北朝鮮の核実験実施声明に憂慮し、直ちに計画の撤回を求める

 朝鮮民主主義人民共和国(北朝鮮)外務省は、10月3日、核実験を行うことを発表しました。
  61年前の戦争で、実際に最初の核戦争の地獄を体験した私たち原爆被害者は、核兵器は人類絶滅を目的とした悪魔の兵器以外のなにものでもないことを指摘し、すみやかな核兵器の廃絶を世界に訴え続けてきました。
  61年たった今日も、原爆の放射線による後遺症と、心に刻まれた癒されない傷によって苦しみ続けている私たちは、北朝鮮の核兵器開発の方針を容認することはできません。実験実施計画のすみやかな撤回を要求します。
  アメリカに対抗する外交手段として、北朝鮮は核兵器の開発を進めていることを、これまでもたびたび表明してきました。北朝鮮のこのような危険な言行、瀬戸際外交について、私たちは、抗議あるいは声明をもって憂慮を示し、根本的な解決の道として6カ国協議の役割に期待することを表明してきました。
  一方で、核保有国は、核兵器の廃絶をめざす2000年NPT再検討会議の合意を誠実に実行に移そうとはせず、いぜんとして、核抑止論の神話をつくりあげ、核兵器による防衛政策を捨てようとしていません。さらに、最近のアメリカとインドの原子力協力協定に示されるように、インドの核兵器保有にお墨付きを与えるアメリカのダブルスタンダードは、核兵器の廃絶を願う世界の潮流に水を差すものです。
  私たちは、北朝鮮の核兵器開発政策を撤回させるために、アメリカをはじめとする核保有国の核兵器廃絶への誠実な意思と努力を強く求めるものです。
  いかなる理由があろうとも、核兵器を国の安全を保持する兵器として選択することを、原爆被害者は断じて許すことはできません。

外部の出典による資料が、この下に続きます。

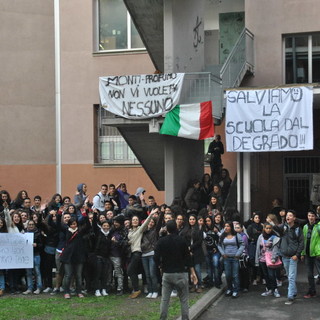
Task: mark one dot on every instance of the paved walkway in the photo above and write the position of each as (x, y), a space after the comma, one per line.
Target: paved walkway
(252, 306)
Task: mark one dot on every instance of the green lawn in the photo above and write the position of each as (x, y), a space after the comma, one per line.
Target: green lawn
(111, 308)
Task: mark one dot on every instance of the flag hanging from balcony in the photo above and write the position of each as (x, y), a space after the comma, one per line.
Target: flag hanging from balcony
(191, 121)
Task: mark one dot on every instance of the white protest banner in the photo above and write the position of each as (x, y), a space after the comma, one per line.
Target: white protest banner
(140, 96)
(16, 250)
(278, 119)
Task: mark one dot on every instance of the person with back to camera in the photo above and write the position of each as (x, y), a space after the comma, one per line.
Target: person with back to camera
(173, 258)
(291, 247)
(216, 149)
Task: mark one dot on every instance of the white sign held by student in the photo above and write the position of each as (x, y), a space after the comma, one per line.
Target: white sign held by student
(16, 250)
(277, 119)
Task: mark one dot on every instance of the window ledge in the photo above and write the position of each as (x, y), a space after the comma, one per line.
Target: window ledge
(118, 164)
(118, 52)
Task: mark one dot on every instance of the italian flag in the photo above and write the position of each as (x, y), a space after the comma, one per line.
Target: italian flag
(191, 121)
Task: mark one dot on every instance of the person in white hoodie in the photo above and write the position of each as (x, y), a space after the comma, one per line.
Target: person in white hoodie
(100, 198)
(135, 235)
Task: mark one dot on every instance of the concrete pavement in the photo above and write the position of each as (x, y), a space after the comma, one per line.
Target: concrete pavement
(251, 305)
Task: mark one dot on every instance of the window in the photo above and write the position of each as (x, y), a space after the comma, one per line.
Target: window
(302, 58)
(112, 149)
(116, 31)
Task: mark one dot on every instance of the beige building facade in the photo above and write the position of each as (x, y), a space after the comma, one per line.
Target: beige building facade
(93, 43)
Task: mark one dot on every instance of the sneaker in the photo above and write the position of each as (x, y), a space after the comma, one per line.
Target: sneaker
(27, 292)
(37, 291)
(104, 292)
(228, 293)
(267, 293)
(174, 294)
(192, 289)
(289, 302)
(309, 295)
(97, 293)
(135, 294)
(276, 293)
(55, 291)
(199, 290)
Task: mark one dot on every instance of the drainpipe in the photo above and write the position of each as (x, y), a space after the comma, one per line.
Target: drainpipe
(57, 92)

  北朝鮮の核実験実施声明を受けて、私たちは以下のことを要求します。

1. 北朝鮮は核兵器開発の方針を放棄し、実験の計画を直ちに撤回すること。
2. すみやかに6カ国協議を再開し、話し合いをもって、北朝鮮の核兵器開発、実 験のたくらみを中止させること
3. アメリカを先頭として、核保有国が核兵器廃絶にむけての誠実な証を示すこと。